Sorted by type in Python

Question

Say I have a list of objects. Maybe its got some ints, some strings, and some floats. What I'd like to do is sort the list so that all ints are moved to the end of the list but no other types are touches, sort of like this...

for idx, el in enumerate(somelist):
    if el.__class__ is int:
        somelist.append(somelist.pop(idx))

My question is, is there a way to do this elegantly as a one-liner?

Answer 1

maybe this will be useful in another way:

>>> a=[4,'3','2', 6,7,4,'ssa']
>>> for i,j in groupby(sorted(a, key=lambda x: str(type(x))), type):
...     tuple(j)
...
(4, 6, 7, 4)
('3', '2', 'ssa')
>>>

Answer 2

isinstance(x,int) will be True or False so ints will get moved to the end:

l = [1.0,"foo",2,3,"bar"]
print(sorted(l, key=lambda x: isinstance(x,int)))
[1.0, 'foo', 'bar', 2, 3]

Answer 3

Boolean values are orderable in Python.

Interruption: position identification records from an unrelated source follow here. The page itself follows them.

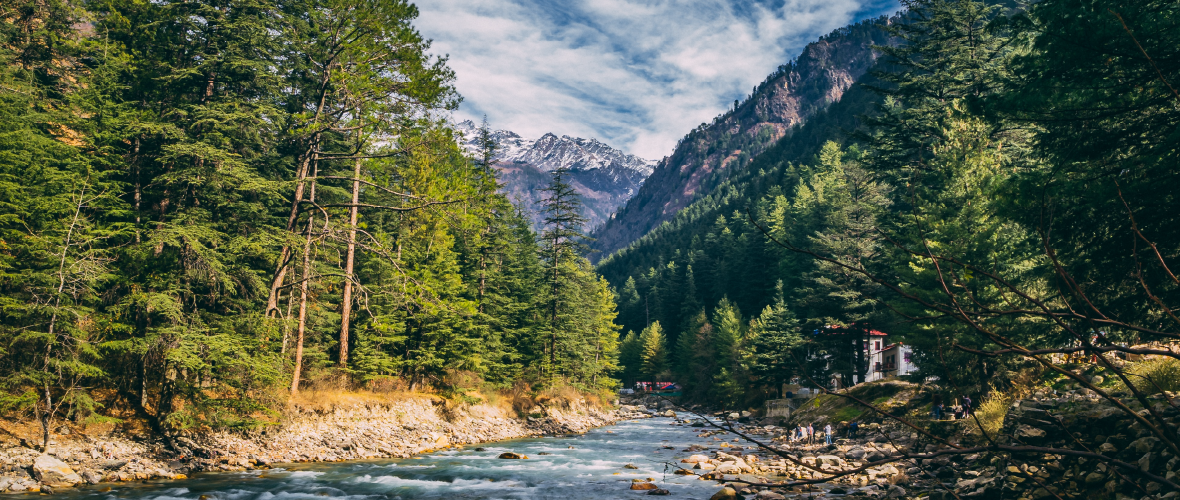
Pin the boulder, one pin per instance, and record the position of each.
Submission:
(1145, 445)
(1028, 432)
(726, 493)
(512, 455)
(113, 465)
(91, 477)
(728, 468)
(828, 460)
(53, 472)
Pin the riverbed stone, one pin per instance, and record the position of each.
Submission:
(54, 472)
(91, 477)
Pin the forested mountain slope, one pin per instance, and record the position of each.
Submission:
(712, 152)
(603, 176)
(709, 250)
(209, 205)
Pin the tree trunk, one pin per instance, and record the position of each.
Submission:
(286, 252)
(302, 308)
(302, 298)
(348, 267)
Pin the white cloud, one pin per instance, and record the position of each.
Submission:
(634, 73)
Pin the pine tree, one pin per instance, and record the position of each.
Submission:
(654, 352)
(561, 245)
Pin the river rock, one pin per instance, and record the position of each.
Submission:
(53, 472)
(1029, 432)
(830, 460)
(91, 477)
(728, 468)
(1145, 445)
(726, 493)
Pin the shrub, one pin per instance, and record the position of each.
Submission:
(1152, 376)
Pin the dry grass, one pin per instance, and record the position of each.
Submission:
(1152, 376)
(990, 414)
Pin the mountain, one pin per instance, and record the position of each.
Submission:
(605, 177)
(710, 152)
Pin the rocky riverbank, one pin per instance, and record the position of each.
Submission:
(1074, 420)
(371, 429)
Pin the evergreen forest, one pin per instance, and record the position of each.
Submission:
(208, 205)
(998, 189)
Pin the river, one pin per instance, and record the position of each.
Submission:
(588, 466)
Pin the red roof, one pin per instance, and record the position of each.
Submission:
(871, 333)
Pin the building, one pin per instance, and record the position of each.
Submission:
(890, 361)
(880, 357)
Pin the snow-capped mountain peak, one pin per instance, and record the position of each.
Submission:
(550, 152)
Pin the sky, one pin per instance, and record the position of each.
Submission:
(637, 74)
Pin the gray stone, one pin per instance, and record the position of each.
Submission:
(54, 472)
(113, 465)
(91, 477)
(1145, 445)
(1147, 461)
(1028, 432)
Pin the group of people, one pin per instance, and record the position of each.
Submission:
(806, 435)
(958, 410)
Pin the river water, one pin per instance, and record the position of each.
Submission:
(588, 466)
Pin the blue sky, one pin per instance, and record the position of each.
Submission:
(636, 74)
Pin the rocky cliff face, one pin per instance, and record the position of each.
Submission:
(705, 157)
(605, 177)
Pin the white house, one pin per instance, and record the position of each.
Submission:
(889, 361)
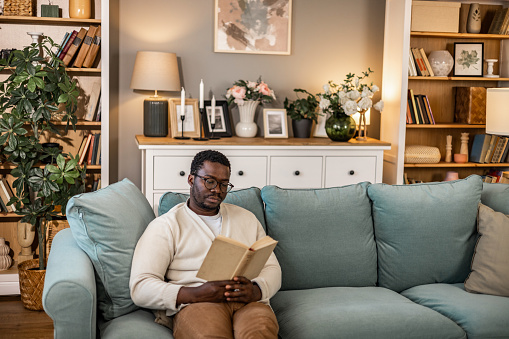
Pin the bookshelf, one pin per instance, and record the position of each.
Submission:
(440, 91)
(14, 35)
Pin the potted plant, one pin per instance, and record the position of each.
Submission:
(302, 111)
(36, 90)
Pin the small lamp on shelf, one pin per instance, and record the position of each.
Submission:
(155, 71)
(497, 111)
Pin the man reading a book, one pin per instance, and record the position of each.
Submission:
(173, 247)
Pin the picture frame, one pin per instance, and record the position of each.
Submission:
(468, 59)
(223, 126)
(192, 122)
(237, 30)
(275, 123)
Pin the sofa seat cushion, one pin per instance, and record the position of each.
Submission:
(325, 236)
(106, 225)
(425, 233)
(480, 315)
(357, 312)
(137, 324)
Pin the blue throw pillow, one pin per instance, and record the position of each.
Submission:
(107, 225)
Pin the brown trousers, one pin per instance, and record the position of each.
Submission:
(225, 320)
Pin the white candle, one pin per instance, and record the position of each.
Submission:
(183, 102)
(201, 94)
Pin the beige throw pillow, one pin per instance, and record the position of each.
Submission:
(490, 264)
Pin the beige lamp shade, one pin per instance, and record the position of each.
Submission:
(157, 71)
(497, 111)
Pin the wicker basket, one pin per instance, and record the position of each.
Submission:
(31, 284)
(417, 154)
(20, 7)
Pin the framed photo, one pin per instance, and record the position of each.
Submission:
(468, 59)
(256, 26)
(191, 122)
(223, 127)
(274, 123)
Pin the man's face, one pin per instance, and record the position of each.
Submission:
(206, 201)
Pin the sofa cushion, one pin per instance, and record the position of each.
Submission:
(107, 225)
(480, 315)
(357, 312)
(325, 235)
(496, 196)
(490, 265)
(248, 198)
(425, 233)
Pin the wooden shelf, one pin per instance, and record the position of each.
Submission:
(46, 21)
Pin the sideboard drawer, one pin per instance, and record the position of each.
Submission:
(296, 172)
(340, 171)
(248, 171)
(170, 173)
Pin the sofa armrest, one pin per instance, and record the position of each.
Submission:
(69, 295)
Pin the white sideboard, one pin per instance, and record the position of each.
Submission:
(287, 163)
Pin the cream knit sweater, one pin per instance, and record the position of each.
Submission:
(173, 247)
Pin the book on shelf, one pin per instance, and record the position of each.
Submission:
(94, 49)
(85, 46)
(228, 258)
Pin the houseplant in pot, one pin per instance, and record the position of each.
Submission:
(302, 111)
(31, 95)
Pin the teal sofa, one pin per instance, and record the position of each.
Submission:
(359, 261)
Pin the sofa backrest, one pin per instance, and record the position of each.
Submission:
(325, 236)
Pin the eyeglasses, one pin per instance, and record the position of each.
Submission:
(211, 183)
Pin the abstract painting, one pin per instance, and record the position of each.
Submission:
(253, 26)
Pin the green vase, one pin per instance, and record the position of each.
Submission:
(340, 127)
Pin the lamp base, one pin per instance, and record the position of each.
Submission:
(155, 117)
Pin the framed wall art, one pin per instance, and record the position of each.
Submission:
(468, 59)
(256, 26)
(223, 127)
(191, 122)
(274, 123)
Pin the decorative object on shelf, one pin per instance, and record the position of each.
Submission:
(5, 259)
(26, 235)
(274, 123)
(470, 105)
(80, 9)
(155, 71)
(489, 68)
(474, 19)
(302, 111)
(468, 59)
(448, 148)
(420, 154)
(497, 119)
(252, 27)
(441, 62)
(247, 95)
(347, 99)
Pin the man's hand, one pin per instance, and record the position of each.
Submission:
(242, 290)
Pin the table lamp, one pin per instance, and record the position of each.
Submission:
(497, 111)
(155, 71)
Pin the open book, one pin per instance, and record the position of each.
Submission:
(228, 258)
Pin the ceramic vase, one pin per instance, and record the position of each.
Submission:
(247, 128)
(340, 127)
(5, 259)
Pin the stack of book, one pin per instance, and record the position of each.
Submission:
(490, 149)
(418, 63)
(418, 109)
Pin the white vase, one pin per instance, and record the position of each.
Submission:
(247, 128)
(441, 62)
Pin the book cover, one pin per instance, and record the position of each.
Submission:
(85, 46)
(74, 46)
(228, 258)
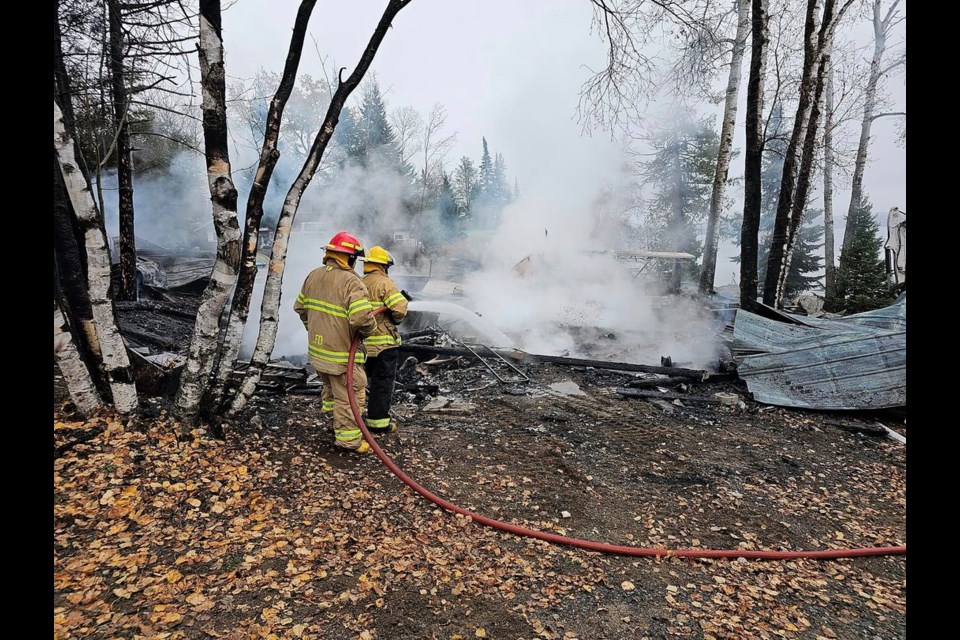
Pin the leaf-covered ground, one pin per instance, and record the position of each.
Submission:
(163, 531)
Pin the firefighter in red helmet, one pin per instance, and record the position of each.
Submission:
(334, 307)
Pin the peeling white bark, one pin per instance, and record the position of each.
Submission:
(198, 371)
(115, 360)
(79, 383)
(725, 149)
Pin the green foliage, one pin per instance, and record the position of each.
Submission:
(681, 178)
(861, 283)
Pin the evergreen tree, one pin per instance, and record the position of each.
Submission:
(449, 212)
(861, 275)
(378, 146)
(501, 188)
(807, 260)
(465, 187)
(485, 179)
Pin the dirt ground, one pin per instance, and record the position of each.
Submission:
(162, 530)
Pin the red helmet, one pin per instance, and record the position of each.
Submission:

And sorting is stable.

..., key=lambda x: isinstance(x, int), ...

Answer 4

If you don't care about doing it in place...

newlist = [i for i in somelist if not isinstance(x, int)] + [i for i in somelist if isinstance(x, int)]

Conveniently, since Python 2.2, sorts are stable, so you can also just do...

somelist.sort(key=lambda x: isinstance(x, int))

Note however that this does meant that any subclass of int will also be moved to the end of the list - if you don't want that, you'd want to change the condition to type(x) is int).